Fonseca built his reputation on three aims: fighting for the ball, fighting for space between the lines, and fighting for space up the opponents’ flanks. His teams are willing to give up control of the ball out wide, whenever his men need to reset themselves for a defensive breather.
It’s not a given that Fonseca will carry on with the 4-2-3-1 setup from his Shakhtar days, as he sometimes used 4-4-2/4-2-4 on the ball, both in Ukraine and back in Portugal. He’s earned impressive results.
Fonseca led Portuguese minnows Pacos de Ferreira to the Champions League qualifiers in 2013. That’s the Portuguese equivalent of guiding Frosinone to a top 4 finish in Serie A.
That Pacos team had keeper Antonio Filipe playing the ball out the back against bigger European names like Zenit in those 2013 CL qualifiers, where Fonseca’s team ran straight into an 8-2 beatdown on aggregrate. We’ll take it that Fonseca has learnt, the hard way on the biggest stage, when to reign it in without feeling like his team are throwing in the towel before the fight’s begun.
We’ll have another post on the current Roma players and their fit with Fonseca’s style of play, later in the week. For now, we hope we’ve justice to a man leading a football life of international intrigue.

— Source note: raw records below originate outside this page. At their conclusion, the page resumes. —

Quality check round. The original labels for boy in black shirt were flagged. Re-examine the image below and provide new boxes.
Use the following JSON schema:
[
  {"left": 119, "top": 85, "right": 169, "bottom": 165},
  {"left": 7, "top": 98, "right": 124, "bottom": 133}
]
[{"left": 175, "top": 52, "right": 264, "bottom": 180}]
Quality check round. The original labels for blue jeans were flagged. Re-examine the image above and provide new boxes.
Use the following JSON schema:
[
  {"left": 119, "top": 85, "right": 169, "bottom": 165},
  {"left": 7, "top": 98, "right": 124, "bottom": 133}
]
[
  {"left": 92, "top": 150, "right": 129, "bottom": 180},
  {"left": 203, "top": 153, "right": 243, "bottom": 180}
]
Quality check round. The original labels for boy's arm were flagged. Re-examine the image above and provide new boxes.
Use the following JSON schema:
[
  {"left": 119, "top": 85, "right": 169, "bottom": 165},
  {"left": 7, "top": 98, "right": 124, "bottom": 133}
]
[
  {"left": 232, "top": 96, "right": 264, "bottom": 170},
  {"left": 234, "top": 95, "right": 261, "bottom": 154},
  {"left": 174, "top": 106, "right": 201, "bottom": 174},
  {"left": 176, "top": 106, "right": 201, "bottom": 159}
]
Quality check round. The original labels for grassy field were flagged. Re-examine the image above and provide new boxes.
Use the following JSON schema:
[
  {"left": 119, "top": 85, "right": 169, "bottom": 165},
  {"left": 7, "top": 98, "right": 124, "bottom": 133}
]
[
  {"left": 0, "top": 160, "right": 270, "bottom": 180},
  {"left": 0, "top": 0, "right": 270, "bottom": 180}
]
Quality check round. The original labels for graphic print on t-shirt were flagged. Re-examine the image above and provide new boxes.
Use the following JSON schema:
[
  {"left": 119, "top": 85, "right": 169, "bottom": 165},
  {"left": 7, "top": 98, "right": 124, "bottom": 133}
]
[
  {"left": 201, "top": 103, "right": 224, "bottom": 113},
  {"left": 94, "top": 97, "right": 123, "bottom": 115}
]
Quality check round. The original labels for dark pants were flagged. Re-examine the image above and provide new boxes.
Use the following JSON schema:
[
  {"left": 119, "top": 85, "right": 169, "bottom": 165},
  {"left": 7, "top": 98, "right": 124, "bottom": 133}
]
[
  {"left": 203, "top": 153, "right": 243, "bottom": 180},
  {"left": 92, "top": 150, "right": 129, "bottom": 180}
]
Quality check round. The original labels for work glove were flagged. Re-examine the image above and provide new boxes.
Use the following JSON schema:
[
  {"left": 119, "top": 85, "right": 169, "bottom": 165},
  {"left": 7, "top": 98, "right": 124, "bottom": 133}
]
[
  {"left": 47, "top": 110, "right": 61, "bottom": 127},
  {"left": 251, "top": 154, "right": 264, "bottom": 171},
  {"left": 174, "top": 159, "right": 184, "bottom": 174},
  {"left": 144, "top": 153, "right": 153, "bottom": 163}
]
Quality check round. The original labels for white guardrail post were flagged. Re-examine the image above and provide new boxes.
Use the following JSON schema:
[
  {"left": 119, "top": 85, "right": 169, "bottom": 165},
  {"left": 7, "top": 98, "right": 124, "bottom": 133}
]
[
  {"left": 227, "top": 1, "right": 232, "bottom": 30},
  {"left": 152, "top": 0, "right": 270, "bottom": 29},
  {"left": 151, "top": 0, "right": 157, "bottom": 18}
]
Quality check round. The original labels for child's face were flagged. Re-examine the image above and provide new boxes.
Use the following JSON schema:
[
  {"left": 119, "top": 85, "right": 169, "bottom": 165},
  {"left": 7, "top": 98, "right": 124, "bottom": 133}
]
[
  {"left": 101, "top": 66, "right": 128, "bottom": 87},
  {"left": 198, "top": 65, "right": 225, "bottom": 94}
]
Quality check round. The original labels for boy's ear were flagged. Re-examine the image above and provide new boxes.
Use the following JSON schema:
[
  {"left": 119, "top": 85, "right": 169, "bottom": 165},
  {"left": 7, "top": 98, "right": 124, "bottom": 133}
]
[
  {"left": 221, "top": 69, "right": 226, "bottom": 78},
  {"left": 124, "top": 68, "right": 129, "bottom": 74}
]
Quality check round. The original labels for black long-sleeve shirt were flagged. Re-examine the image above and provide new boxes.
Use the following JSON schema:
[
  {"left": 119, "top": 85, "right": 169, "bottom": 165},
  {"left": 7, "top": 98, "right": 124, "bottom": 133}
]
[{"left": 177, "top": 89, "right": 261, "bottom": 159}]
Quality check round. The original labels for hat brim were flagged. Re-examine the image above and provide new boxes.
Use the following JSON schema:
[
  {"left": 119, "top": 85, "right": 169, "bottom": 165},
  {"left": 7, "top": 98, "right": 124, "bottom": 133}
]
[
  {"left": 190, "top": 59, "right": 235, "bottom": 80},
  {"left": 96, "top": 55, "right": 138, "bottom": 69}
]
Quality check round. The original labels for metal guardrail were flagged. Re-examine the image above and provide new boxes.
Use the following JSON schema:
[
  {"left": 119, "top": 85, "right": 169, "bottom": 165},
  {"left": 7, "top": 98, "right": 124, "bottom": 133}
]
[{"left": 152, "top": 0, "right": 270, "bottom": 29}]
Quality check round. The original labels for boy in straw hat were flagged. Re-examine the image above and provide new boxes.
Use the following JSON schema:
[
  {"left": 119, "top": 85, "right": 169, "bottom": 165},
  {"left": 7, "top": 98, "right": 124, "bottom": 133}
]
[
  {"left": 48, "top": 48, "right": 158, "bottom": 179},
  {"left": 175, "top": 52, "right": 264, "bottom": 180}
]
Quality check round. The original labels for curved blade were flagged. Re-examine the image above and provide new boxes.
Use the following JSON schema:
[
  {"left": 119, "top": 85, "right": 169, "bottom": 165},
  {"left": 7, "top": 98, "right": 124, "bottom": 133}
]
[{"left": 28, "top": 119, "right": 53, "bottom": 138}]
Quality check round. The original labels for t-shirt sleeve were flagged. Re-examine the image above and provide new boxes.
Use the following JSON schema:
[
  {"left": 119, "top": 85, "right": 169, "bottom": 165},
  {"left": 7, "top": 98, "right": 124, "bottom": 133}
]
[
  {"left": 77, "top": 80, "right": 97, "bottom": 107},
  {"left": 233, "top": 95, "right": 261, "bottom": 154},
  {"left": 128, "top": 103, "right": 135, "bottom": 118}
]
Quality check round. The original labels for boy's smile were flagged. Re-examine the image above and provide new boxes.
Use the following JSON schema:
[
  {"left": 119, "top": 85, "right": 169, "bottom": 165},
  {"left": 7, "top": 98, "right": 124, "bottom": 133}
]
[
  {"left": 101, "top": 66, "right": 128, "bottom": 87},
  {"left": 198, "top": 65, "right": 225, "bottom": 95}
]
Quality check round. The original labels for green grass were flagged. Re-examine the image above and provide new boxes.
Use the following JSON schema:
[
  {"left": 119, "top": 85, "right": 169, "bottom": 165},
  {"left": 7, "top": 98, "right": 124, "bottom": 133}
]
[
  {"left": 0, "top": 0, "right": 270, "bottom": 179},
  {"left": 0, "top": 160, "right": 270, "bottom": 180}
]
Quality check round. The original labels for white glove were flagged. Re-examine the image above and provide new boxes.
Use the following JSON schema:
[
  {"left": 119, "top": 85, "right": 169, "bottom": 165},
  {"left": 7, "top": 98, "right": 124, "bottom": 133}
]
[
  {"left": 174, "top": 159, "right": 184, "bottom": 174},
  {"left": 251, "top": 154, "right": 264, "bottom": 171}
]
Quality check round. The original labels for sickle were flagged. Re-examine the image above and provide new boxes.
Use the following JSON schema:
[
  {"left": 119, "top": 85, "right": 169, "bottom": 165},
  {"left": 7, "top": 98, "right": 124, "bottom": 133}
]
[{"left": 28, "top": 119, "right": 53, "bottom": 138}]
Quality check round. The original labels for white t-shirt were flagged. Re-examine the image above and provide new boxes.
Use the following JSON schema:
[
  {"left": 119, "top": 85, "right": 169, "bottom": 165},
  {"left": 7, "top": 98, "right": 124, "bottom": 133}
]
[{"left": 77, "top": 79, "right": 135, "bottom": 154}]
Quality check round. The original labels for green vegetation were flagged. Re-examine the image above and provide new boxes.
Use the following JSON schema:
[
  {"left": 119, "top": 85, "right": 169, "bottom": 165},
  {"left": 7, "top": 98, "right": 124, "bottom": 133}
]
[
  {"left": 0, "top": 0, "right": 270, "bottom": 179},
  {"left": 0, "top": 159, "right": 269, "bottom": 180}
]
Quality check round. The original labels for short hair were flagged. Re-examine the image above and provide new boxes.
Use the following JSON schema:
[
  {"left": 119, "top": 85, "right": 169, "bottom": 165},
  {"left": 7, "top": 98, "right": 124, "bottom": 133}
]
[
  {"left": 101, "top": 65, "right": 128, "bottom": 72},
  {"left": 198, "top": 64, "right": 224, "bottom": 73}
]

Paulo Fonseca is not only born in a time of Mozambique civil war but, over forty years later, tasted 3 consecutive years of sporting success around the Donbass Area - a corner of the globe looking to live on in spite of war. It also takes a lot of courage to follow a cult football-hero like Mircea Lucescu, who himself built the foundation of his career in Italy decades ago. It’s noticeable in Fonseca’s pre and post-match conferences against Napoli, that the Portuguese coach did not need a translator to explain the Italian press’ questions back to him.
The only thing missing on his CV is experience in a top 4 league. Fonseca’s been open about his aim to coach in the Premier League, and he’ll have to satisfy himself with the Serie A bush league for now. Fonseca has amassed experience by applying his football style against all calibre of opponents across Europe, achieving both expected and unexpected results in kind.